One-time passwords raising concerns over phishing attacks, SIM swapping

WASHINGTON (TND) — One of the most convenient ways to log into an app has cyber security professionals concerned, with some saying one-time passwords should go away completely.

Some experts say these passwords when they are sent via text are more vulnerable to phishing attacks and SIM swapping. But others say, despite the safety concerns, how you protect yourself is more important.

Amanda Fennell, an adjunct Professor at Tulane University and cyber security expert said that one-time passwords act as a secondary way of authenticating your security.

"So it would validate that they either have the email like access their email or SMS and a text message," Fennell said.

She said just like many things one-time passwords are vulnerable to cyber criminals.
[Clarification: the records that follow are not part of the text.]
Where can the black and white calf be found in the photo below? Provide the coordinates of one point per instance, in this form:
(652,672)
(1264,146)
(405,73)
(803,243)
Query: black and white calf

For example, when the text message is initially sent.

"That exchange right there is an opportunity for someone to exploit because they may have the phone, they may have their email," said Fennell.

Fennell believes we are moving towards a pass-wordless society, but we're not there yet, which is why one-time passwords are still necessary.
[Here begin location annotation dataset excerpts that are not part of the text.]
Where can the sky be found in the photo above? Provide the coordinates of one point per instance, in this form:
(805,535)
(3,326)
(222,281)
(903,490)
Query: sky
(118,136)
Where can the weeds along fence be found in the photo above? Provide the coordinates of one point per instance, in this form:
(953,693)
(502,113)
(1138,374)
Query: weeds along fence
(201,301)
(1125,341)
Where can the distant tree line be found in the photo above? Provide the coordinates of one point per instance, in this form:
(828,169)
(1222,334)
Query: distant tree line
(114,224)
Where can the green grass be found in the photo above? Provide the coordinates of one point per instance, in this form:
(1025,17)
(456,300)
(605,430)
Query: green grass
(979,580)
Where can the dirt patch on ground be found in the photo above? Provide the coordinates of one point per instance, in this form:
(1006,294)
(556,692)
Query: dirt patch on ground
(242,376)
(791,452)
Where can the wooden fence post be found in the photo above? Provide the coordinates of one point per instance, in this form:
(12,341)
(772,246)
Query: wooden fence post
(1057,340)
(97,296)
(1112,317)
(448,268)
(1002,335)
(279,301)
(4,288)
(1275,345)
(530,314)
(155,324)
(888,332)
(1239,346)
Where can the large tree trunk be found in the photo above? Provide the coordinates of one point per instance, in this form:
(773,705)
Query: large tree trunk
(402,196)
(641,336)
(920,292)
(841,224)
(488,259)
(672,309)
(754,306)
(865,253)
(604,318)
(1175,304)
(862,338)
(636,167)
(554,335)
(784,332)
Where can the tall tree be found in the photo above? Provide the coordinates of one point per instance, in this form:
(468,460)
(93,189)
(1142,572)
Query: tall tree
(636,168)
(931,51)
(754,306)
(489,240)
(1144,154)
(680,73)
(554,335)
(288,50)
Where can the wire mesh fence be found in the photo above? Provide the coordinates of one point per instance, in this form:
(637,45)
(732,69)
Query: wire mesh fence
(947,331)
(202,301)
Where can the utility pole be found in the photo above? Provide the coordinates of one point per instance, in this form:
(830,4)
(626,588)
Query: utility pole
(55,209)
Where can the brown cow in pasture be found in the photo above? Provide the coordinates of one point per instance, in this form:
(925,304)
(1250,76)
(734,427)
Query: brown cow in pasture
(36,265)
Absolutely. We want to go to a pass-wordless realm. Is everybody ready for it? No. So in the meantime, we have to make do with what we have," said Fennell.

Rajiv Garg, a professor of information systems at Emory University recommends instead of SMS, one better option for security is an authenticator app.

"You have to log in or go on the app and it's going to give you a one-time password and then you enter," Garg said.

At the very least he said, set up two-factor authentication.

"You will log in with your password, a code will be sent, you enter the code after your password is validated and then you're able to log into the system," Garg said.